Pacific Star started out interested in owning 10 percent of a gas pipeline to Alberta, Thompson said, but is now in partnership discussions with major pipeline companies in Canada and First Nations’ groups, so it is looking at the possibility of owning a portion of just the Alaska part of the gas pipeline.

Stretch goal: one-third of Alaska

The company’s stretch goal is to involve other Alaska companies and raise Pacific Star’s financial capacity to $540 million in equity, which, with 70 percent debt, would mean a $1.8 billion contribution to a gas line project.

If that $1.8 billion were invested in only the Alaska portion of the pipeline, it would be 33 percent. At that point, Thompson said, “if we just have two other parties, you’ve got a project.”

If the producers decide they aren’t interested in building a gas pipeline, then Pacific Star would like to step in as part of new consortium which “would involve very large Canadian gas pipeline companies.” It could also involve the Alaska Natural Gas Pipeline Authority, created to build a liquefied natural gas project from Alaska, although Pacific Star is not interested in LNG.
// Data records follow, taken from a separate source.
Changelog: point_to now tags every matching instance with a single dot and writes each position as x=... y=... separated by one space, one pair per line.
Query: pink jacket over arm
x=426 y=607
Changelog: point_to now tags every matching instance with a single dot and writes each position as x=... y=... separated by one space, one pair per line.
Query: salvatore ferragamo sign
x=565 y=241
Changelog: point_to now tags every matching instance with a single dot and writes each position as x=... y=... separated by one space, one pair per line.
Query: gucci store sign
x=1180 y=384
“I used to manage LNG marketing for ARCO for two years,” Thompson said, describing Pacific Rim LNG as a “tough market.” There are “companies and countries that can deliver LNG to the West Coast from Asia at much lower prices than you would imagine if they had to in any kind of marketing war.”

Benefits to Alaska

Pacific Star wouldn’t just be keeping profits in the state, Thompson said, but plans to redeploy half of its cash flow to build natural gas infrastructure in Alaska. The company commissioned Northern Economics to look at the impacts of Alaska ownership and redeployment of cash flow.
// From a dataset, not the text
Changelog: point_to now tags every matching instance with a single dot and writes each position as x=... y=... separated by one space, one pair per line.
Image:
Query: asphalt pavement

Over the expected 30-year life of a natural gas pipeline project, with Alaskan owners having at least 10 percent of the line from the slope to Alberta — or 20 percent from the slope to the Canadian border — Northern Economics found that with the multiplier effect the incremental impact would be more than 32,000 additional part-time and full-time jobs over the 30 years and the cumulative dollar value would be $1.8 billion. That’s over and above benefits from a gas line owned by outside companies.

And, he said, Pacific Star Energy — in the first year or two of pipeline operation — would become just about the largest asset firm in Alaska, and certainly the largest in the energy industry. But that isn’t the end of the company’s plans, Thompson said.

“The most wealth in the oil and gas business is in owning the resources.”

Once a gas pipeline was in operation, he said, Pacific Star would “backwards integrate and by 2016 to ’25 we would also become a natural gas reserves holder and a natural gas producer by redeploying our cash flow from the gas pipeline as well as the other (natural gas) infrastructure in the state.”